In the third step, a natural language includes a phrase / phrase display such as a noun clause / phrase, an adjective clause / phrase, a word display as a minimum unit of the knowledge structure, and a dependency relationship between words to help the user convert a simple sentence into a manual sentence. A method of attaching semantic information to an electronic document that includes providing the user in the form of a text or a picture with all information that can be analyzed using an interpretation processing device.

The method of claim 10,

In the third step, the natural language interpretation processing apparatus attaches semantic information to an electronic document, including performing a natural language sentence analysis using a pattern, a morpheme analysis, or an analysis using a dependent grammar tree.

The method of claim 10,

The third step includes a process of providing a user with information for resolving the ambiguity of a natural language sentence, such as presenting a suggestion word corresponding to a pronoun, presenting an existing sentence and related document in which the related content is described. How to attach semantic information to a document.

The method of claim 10,

The third step is to connect the information related to the word of the sentence and the sentence being processed in which word of which sentence in which document in a certain way including a line, and to indicate what relations are represented by letters. A method of attaching semantic information to an electronic document comprising providing information useful in performing the third step.

The method of claim 10,

In the fourth step, both a method of extracting triples using a pattern and a method of extracting using a dependent grammar tree are possible. The method of using a pattern includes a table of natural language sentence patterns and triple pairs corresponding thereto. To find a pattern that matches the sentence to be processed and extract the triple corresponding to it, and to extract it using the dependency grammar tree, use the parser to get the dependency grammar tree and apply some rules to extract the triple.
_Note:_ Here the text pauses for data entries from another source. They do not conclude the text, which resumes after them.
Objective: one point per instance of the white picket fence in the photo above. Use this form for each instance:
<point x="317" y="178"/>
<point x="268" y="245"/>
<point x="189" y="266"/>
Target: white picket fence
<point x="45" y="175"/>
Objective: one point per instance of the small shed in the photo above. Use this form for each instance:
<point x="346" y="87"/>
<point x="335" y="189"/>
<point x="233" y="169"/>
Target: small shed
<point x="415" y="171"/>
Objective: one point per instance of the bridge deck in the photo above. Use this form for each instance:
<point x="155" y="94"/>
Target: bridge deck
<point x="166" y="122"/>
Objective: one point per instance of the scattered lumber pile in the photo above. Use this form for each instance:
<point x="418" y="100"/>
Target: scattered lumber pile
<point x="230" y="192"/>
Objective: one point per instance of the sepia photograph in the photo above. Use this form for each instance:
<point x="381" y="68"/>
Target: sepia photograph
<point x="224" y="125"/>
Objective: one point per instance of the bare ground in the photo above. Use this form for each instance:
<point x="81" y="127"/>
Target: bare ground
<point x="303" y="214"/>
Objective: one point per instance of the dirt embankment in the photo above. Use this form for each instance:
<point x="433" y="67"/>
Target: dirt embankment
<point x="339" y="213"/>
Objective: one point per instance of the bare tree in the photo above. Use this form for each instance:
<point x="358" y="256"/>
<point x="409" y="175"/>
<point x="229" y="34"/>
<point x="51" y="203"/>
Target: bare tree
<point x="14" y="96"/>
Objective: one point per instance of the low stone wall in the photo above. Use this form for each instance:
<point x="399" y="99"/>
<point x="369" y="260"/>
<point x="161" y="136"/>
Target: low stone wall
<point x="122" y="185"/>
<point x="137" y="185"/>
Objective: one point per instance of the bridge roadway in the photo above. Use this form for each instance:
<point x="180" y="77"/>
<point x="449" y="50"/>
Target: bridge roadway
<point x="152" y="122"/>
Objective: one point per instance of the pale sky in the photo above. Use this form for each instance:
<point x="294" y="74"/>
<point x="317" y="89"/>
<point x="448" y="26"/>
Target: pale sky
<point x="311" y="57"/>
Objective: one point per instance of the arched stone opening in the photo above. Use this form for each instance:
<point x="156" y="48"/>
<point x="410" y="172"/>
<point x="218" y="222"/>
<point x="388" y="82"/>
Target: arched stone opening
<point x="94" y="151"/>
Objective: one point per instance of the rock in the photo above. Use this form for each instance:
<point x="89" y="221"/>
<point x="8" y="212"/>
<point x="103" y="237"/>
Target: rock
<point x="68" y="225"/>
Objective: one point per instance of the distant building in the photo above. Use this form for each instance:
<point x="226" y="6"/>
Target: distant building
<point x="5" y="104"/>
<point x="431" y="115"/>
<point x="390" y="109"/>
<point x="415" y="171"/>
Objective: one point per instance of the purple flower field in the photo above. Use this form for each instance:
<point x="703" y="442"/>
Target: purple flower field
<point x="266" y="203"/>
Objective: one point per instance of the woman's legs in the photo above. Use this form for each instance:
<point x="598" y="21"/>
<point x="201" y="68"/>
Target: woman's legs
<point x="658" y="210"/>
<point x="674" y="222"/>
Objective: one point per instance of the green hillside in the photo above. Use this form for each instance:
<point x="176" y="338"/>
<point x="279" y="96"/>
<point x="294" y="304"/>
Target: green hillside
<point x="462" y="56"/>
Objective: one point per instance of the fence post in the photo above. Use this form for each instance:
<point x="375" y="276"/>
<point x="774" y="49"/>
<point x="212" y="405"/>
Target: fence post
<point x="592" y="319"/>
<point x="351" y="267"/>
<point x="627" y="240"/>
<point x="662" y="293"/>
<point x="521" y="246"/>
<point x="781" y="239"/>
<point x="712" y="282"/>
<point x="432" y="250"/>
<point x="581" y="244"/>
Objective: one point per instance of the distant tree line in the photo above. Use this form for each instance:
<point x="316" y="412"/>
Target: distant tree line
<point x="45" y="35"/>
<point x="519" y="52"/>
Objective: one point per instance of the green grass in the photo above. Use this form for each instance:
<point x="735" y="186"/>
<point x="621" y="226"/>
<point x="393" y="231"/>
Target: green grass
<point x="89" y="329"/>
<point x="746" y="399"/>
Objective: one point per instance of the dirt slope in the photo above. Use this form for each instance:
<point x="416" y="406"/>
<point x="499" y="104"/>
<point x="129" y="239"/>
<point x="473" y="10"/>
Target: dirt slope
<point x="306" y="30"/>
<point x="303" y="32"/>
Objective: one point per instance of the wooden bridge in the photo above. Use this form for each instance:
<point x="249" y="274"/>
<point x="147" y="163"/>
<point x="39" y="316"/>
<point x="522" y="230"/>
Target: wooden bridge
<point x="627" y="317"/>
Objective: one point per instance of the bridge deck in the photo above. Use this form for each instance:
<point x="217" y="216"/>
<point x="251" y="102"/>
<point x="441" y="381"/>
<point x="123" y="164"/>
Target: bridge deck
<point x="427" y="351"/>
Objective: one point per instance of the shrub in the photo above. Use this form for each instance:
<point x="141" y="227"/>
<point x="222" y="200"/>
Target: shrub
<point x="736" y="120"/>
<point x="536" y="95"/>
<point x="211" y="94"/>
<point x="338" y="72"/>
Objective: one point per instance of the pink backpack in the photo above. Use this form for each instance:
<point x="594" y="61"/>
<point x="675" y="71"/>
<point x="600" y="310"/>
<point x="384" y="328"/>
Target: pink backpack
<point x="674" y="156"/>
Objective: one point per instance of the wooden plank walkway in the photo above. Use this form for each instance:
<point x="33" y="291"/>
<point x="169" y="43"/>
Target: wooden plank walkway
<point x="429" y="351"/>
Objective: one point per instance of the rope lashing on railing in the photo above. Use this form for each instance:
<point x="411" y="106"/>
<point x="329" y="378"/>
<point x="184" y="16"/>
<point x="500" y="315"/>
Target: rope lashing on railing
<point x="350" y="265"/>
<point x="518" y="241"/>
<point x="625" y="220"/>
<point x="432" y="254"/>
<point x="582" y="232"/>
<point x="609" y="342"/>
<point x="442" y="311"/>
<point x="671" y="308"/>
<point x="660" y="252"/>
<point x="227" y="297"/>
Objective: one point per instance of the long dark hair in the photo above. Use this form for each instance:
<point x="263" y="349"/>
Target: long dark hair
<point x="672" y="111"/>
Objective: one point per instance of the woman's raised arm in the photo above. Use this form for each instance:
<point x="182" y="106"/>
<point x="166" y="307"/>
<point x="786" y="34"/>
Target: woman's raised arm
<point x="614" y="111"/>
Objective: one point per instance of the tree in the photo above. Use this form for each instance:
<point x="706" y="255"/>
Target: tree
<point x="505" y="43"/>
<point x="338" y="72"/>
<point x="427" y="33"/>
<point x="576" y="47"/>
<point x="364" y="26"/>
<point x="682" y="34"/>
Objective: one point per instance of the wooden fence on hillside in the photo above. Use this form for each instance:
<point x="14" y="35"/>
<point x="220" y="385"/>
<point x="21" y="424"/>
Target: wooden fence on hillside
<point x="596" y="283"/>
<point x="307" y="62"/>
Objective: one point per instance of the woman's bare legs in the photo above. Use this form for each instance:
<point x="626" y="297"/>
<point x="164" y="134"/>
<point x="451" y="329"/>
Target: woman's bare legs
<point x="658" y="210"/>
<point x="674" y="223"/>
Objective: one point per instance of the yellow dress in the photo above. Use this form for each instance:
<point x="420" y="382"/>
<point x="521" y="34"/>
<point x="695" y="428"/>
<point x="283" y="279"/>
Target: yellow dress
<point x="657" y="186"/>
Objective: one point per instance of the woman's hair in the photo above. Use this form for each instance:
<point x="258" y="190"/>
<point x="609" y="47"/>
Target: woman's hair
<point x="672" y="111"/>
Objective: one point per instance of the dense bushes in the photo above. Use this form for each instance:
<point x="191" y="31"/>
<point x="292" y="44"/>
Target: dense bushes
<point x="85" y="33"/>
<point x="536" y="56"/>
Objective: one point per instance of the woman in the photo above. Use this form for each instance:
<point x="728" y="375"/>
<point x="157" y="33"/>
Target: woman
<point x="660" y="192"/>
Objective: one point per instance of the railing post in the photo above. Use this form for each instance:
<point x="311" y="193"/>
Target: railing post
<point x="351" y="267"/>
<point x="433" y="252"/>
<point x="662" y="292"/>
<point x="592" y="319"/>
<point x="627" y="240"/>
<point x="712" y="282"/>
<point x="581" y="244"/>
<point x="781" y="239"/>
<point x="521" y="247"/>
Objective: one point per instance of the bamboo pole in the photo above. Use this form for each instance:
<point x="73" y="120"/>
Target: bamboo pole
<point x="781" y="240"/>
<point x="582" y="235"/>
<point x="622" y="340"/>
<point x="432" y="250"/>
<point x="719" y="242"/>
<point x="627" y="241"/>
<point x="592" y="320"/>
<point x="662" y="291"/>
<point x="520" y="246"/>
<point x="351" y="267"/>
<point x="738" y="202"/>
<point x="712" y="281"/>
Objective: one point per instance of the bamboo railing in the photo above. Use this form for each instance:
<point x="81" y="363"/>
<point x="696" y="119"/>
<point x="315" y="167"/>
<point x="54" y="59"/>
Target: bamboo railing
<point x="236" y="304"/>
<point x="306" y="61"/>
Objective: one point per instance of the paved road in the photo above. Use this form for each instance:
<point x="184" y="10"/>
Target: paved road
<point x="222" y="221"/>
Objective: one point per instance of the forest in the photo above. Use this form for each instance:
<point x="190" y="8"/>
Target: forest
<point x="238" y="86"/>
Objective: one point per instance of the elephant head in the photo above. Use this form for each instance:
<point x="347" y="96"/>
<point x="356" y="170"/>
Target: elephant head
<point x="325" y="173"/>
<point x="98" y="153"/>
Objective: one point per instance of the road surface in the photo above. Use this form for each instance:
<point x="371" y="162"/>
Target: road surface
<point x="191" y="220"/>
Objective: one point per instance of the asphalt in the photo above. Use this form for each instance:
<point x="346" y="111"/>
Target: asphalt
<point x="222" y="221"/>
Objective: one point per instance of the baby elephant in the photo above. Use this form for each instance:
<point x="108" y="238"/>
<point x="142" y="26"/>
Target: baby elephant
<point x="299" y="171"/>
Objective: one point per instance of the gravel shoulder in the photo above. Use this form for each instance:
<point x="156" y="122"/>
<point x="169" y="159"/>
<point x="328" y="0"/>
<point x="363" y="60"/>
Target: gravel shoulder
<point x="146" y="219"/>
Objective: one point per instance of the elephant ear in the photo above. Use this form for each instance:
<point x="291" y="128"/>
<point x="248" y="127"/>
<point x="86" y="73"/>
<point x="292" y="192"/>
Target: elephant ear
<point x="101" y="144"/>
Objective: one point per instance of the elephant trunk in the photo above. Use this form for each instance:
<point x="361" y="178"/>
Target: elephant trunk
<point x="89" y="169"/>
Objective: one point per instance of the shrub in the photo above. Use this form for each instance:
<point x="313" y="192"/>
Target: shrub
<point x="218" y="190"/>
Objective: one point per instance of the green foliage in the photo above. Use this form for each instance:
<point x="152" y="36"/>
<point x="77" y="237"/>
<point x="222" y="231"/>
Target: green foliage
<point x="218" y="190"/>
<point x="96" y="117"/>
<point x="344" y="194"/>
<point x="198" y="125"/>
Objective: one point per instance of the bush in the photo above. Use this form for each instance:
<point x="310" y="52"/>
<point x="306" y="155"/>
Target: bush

How to attach semantic information to an electronic document.

The method of claim 10,

In the fifth step, the subject and object portions of the triple correspond to classes of the existing machine-readable knowledge structure, and the predicate portion of the triple is pre-kit of the existing machine-readable knowledge structure. A method of attaching semantic information to an electronic document, the method comprising a corresponding method.

The method of claim 10,

Uses machine-readable electronic dictionaries such as WordNet or web search engines such as the Google search engine to find the parent of a triple subject or object and then uses that information to classify the subject or object into a class of existing machine-readable knowledge structure and its surroundings. A method of attaching semantic information to an electronic document, comprising: calculating and ranking similarity in consideration of structure and ranking the same and providing the same to a user.

The method of claim 10,

A method of attaching semantic information to an electronic document, comprising the step of inputting an error log, thereby presenting the error log type to the user and the user selecting one of them to enter a comment.

The method of claim 21,

It includes an error log analysis step to provide the statistical values for the error log input as described above to quantify the subjective judgment of the user and to use it as data for improving other devices How to attach.

The method of claim 21,

The error log input step and the error log analysis step include all steps of user intervention (electronic document collection step, electronic document set analysis step, sentence extraction step, simple sentence step, triple extraction step, triple mapping step, machine readable type). A method of attaching semantic information to an electronic document including a process of inputting and analyzing an error log every step in conjunction with a knowledge structure document output step).